En los últimos años, los análisis geológicos ya habían modificado profundamente nuestros conocimientos sobre el origen de la Piedra del Altar. Durante mucho tiempo, se había supuesto que el bloque procedía de Gales, de forma similar a las llamadas bluestones del monumento. Posteriormente, gracias a sofisticadas técnicas de identificación geológica basadas en el análisis de la huella mineralógica de las rocas, los estudiosos identificaron en cambio un origen mucho más septentrional, rastreable hasta el noreste de Escocia.
Sin embargo, quedaba abierta una cuestión fundamental: cómo era posible que una piedra de semejante tamaño hubiera recorrido una distancia tan considerable en el Neolítico. Para responder a esta pregunta, el nuevo estudio combinó varias metodologías científicas. Por un lado, los investigadores realizaron análisis de procedencia de areniscas mediante la datación de granos minerales específicos, en particular zircones detríticos, que representan una especie de firma geológica que puede vincular una roca a su lugar de origen. Por otro, utilizaron modelos informáticos para reconstruir los movimientos de los grandes casquetes glaciares que afectaron a Gran Bretaña durante la última glaciación.

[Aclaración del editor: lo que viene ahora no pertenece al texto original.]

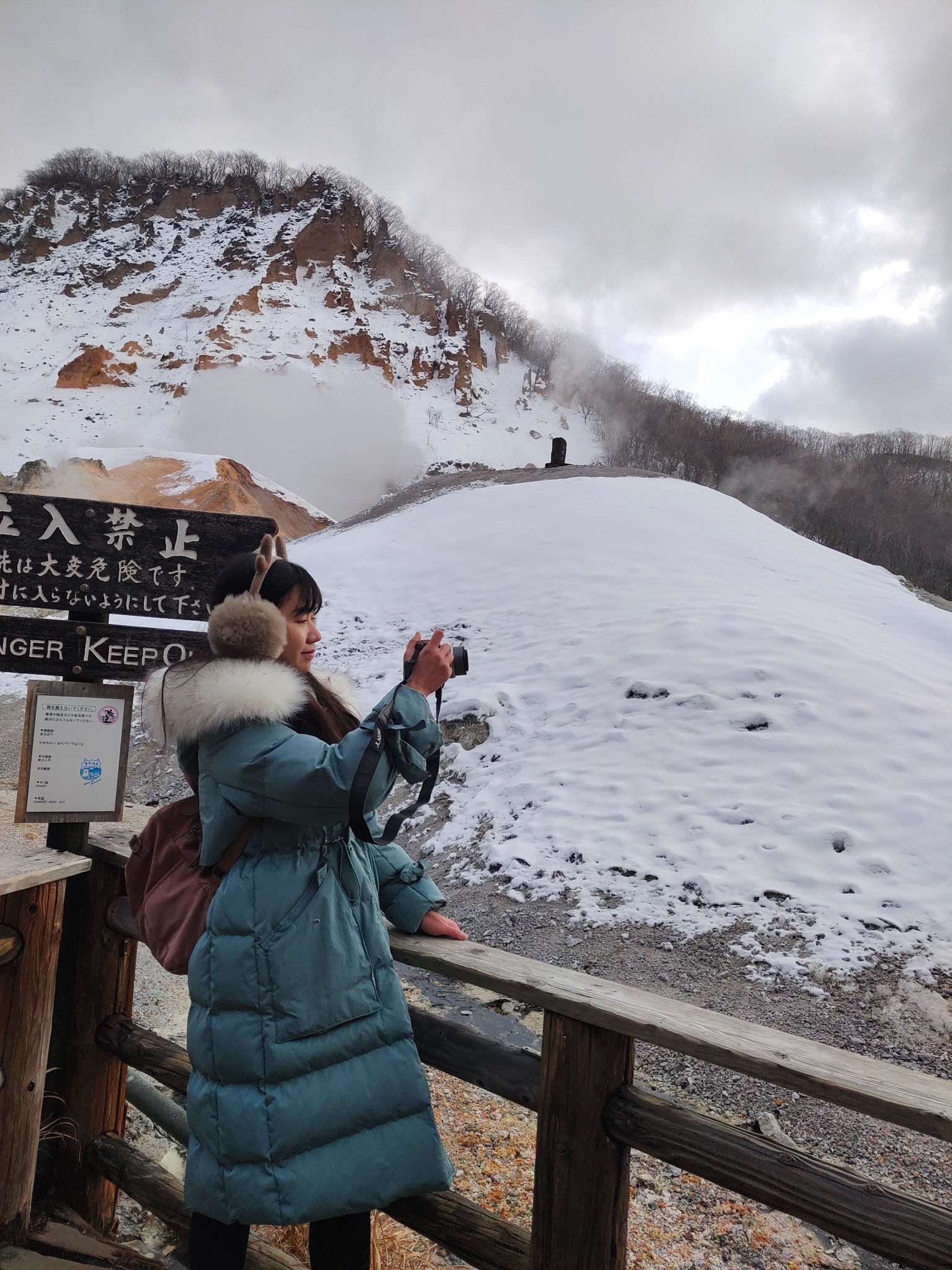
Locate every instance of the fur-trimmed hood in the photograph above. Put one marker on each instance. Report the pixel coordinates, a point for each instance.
(195, 701)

Actualmente se considera que la Piedra del Altar es un megalito de arenisca de unos 6.000 kilogramos de peso. Las pruebas disponibles sugieren que su origen se encuentra en la cuenca de Orcadia, una vasta cuenca sedimentaria del noreste de Escocia. Sin embargo, la ubicación exacta de la cantera sigue siendo desconocida y es objeto de futuras investigaciones. En el pasado se barajó la posibilidad de que la roca hubiera sido transportada de forma natural por los glaciares como una de las explicaciones más plausibles. En tal hipótesis, la piedra podría haber quedado incrustada en el hielo y depositada posteriormente mucho más al sur durante el retroceso de las masas glaciares. Sin embargo, los resultados obtenidos por el equipo de investigación demuestran que esta hipótesis presenta numerosas criticidades.
En efecto, las simulaciones de la antigua dinámica glaciar indican que las rutas de transporte hacia el sur desde el noreste de Escocia eran extremadamente limitadas y localizadas. Esto significa que la identificación exacta de la zona de origen de la Piedra del Altar es crucial para evaluar la verosimilitud del transporte glaciar. Algunas zonas candidatas situadas más al sur dentro de la cuenca de Orcadia son teóricamente más compatibles con un desplazamiento hacia el sur por parte de los glaciares, pero muestran una correspondencia menos convincente con las características de los circones presentes en la Piedra de Altar.
En cambio, las areniscas de la región de Caithness, en el territorio continental del noreste de Escocia, ofrecen la correspondencia más convincente en términos de estructura cronológica de los circones. Por tanto, esta zona parece ser una de las candidatas más firmes para el origen de la Piedra de Altar. Sin embargo, los modelos glaciológicos muestran que los flujos de hielo procedentes de Caithness se dirigieron principalmente hacia el noreste y no hacia el sur de Inglaterra.
Según las simulaciones, sólo había un camino local orientado al sureste que llevaba en dirección al Banco Dogger, una vasta zona ahora sumergida en el Mar del Norte. En este escenario, el hielo podría haber transportado la piedra hasta esa región, reduciendo la distancia que los humanos habrían tenido que recorrer posteriormente de unos 700 a unos 400 kilómetros.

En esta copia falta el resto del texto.